I love the animation and design in this series. The frequent action scenes are fast-paced and fluidly animated. The colors are bright and the graphics bold. The settings are always interesting, whether they're on bleak planetary landscapes, flying through space at warp speed, or on crowded city streets and shopping malls. Kei and Yuri are exceedingly cute and quite an eyeful in their bathing-suit-style uniforms. (They switch to snazzy blue skin-tight battle suits in episode 8.) Their comical facial expressions are matched by the quick pace of their banter and frequent asides by the voice actresses, Saeko Shimazu and Kyouko Tonguu, who do a marvelous job. I found the animation and design a lot more sophisticated here than it is in the later versions of "Dirty Pair."

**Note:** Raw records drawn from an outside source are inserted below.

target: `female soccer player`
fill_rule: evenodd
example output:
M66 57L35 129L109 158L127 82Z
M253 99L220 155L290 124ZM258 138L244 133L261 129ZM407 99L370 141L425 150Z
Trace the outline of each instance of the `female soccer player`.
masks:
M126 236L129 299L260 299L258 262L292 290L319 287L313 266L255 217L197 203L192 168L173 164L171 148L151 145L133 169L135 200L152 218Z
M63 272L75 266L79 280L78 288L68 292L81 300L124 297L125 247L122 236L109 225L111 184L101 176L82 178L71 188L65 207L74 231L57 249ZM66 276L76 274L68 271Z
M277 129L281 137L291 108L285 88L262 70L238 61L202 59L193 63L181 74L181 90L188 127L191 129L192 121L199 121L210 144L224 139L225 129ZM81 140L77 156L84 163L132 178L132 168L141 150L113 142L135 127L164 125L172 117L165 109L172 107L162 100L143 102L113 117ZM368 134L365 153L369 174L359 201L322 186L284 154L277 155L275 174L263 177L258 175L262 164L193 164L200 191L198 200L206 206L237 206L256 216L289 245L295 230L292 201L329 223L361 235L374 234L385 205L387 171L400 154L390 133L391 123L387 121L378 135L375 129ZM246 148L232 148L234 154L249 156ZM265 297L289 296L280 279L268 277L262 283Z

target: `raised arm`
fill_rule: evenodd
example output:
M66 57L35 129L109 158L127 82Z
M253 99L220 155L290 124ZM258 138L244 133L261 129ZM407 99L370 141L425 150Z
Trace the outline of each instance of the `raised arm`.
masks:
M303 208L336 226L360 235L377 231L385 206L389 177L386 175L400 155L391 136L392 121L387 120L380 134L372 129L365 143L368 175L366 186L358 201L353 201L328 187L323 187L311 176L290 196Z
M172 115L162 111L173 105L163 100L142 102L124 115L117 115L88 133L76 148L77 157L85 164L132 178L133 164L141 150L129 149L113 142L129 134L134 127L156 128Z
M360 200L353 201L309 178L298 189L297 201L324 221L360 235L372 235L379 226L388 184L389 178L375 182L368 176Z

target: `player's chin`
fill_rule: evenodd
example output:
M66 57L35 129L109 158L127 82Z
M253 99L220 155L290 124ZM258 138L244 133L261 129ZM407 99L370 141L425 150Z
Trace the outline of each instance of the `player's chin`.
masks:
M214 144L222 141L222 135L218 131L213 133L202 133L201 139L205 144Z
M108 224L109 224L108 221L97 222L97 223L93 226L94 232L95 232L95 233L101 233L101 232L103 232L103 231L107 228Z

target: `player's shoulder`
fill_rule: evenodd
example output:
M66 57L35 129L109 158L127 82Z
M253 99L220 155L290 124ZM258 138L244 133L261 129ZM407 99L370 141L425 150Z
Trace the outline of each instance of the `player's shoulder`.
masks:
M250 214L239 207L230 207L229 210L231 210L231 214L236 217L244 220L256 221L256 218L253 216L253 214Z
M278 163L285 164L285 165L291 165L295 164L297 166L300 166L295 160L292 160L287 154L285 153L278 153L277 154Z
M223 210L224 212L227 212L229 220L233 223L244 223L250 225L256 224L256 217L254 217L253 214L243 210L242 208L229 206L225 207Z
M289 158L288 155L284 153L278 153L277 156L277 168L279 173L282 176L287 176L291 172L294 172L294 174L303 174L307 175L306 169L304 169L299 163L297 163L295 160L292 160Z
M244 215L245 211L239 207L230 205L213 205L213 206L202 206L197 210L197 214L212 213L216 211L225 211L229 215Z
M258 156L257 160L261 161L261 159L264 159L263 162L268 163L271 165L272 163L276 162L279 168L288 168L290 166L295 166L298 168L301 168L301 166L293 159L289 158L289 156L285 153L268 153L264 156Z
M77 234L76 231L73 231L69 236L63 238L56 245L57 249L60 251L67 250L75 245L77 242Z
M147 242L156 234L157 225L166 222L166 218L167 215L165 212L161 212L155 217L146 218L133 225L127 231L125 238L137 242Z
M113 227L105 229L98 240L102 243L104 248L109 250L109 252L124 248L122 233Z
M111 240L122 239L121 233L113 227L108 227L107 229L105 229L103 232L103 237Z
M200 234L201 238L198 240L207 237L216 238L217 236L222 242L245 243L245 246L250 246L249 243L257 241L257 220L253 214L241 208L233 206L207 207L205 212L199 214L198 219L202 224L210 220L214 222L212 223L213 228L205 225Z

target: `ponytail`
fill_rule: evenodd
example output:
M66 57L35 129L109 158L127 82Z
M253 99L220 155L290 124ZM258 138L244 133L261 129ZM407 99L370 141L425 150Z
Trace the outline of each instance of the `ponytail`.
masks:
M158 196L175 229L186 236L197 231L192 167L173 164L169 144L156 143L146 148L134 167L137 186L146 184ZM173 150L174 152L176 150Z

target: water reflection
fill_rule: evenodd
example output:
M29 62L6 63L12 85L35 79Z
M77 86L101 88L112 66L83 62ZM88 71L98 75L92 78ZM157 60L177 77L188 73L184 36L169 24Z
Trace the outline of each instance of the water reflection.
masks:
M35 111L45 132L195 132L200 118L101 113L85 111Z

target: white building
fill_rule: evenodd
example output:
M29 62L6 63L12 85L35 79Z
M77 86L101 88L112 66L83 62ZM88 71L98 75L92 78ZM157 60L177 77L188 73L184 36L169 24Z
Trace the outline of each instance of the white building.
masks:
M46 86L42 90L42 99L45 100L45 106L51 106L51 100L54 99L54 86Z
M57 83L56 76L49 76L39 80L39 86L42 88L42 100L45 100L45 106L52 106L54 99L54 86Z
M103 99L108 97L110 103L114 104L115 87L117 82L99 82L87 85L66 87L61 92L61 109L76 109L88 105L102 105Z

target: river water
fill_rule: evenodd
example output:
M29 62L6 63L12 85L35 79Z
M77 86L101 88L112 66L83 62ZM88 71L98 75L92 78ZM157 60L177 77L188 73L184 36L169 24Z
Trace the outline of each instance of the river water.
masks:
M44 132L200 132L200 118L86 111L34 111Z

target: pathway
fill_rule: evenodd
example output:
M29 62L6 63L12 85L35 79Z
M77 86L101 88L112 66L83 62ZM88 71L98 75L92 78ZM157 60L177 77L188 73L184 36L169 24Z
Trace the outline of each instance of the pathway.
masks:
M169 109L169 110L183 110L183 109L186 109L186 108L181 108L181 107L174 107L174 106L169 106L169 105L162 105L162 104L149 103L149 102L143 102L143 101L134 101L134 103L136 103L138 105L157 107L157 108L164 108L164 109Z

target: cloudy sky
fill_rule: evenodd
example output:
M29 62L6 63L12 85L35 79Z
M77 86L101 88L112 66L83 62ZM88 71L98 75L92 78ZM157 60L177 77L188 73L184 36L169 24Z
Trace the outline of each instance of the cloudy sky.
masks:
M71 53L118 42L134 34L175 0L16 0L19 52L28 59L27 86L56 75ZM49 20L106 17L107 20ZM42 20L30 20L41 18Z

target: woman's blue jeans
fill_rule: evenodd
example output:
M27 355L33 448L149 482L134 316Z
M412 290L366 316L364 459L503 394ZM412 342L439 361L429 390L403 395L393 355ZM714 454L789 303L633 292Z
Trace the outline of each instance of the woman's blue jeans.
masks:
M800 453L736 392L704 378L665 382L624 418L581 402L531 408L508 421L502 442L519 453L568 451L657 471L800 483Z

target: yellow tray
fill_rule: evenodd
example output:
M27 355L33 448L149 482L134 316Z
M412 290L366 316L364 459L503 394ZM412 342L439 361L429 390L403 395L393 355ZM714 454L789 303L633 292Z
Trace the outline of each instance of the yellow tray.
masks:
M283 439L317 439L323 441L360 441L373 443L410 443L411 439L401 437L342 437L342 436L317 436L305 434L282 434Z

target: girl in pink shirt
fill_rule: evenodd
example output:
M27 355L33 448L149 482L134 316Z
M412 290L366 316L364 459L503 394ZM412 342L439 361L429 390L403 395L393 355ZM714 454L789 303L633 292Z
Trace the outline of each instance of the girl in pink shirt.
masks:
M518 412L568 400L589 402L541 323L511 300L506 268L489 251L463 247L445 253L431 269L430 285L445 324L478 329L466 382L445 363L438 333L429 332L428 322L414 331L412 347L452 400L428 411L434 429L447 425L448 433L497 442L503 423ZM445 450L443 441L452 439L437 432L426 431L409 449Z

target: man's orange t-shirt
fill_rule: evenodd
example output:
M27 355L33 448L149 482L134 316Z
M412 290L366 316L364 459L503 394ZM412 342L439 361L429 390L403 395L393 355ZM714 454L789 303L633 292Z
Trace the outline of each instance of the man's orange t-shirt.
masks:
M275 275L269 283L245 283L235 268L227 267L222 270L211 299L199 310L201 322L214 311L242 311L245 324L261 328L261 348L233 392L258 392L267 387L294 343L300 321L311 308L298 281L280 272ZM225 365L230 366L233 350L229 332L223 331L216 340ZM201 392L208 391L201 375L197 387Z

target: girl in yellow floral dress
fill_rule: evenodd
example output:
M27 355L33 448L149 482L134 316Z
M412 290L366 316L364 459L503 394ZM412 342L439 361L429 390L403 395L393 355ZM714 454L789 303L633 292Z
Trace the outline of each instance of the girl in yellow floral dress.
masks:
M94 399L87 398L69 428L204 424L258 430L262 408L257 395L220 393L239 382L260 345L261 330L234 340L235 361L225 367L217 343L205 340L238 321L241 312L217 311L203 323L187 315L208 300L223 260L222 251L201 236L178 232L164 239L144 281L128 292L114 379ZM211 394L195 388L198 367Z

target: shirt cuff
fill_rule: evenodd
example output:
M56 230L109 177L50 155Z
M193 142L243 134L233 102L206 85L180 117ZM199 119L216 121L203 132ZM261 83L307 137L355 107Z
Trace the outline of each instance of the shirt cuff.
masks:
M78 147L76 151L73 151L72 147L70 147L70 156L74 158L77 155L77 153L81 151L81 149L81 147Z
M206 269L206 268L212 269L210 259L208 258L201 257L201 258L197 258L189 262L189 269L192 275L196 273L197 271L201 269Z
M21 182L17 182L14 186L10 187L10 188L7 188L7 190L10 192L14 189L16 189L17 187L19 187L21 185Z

ADDENDUM (July 1, 2015): I'm planning to watch this series again, so I re-read my review to remind myself which episodes I liked and in so doing I came to a realization that seems to have escaped me when I wrote the piece four years ago. Last night, I re-watched the first two episodes of "Cowboy Bebop" (1998) and it appears to me that both "Dirty Pair" and "Lupin III" look forward to "Cowboy Bebop." Like "Cowboy Bebop," "Dirty Pair" envisions a far-flung network of space colonies reflecting 20th century industrial capitalist culture and institutions. And because of this, the settings which Kei and Yuri visit seem familiar to us, as do those visited by Spike & co. in "Cowboy Bebop."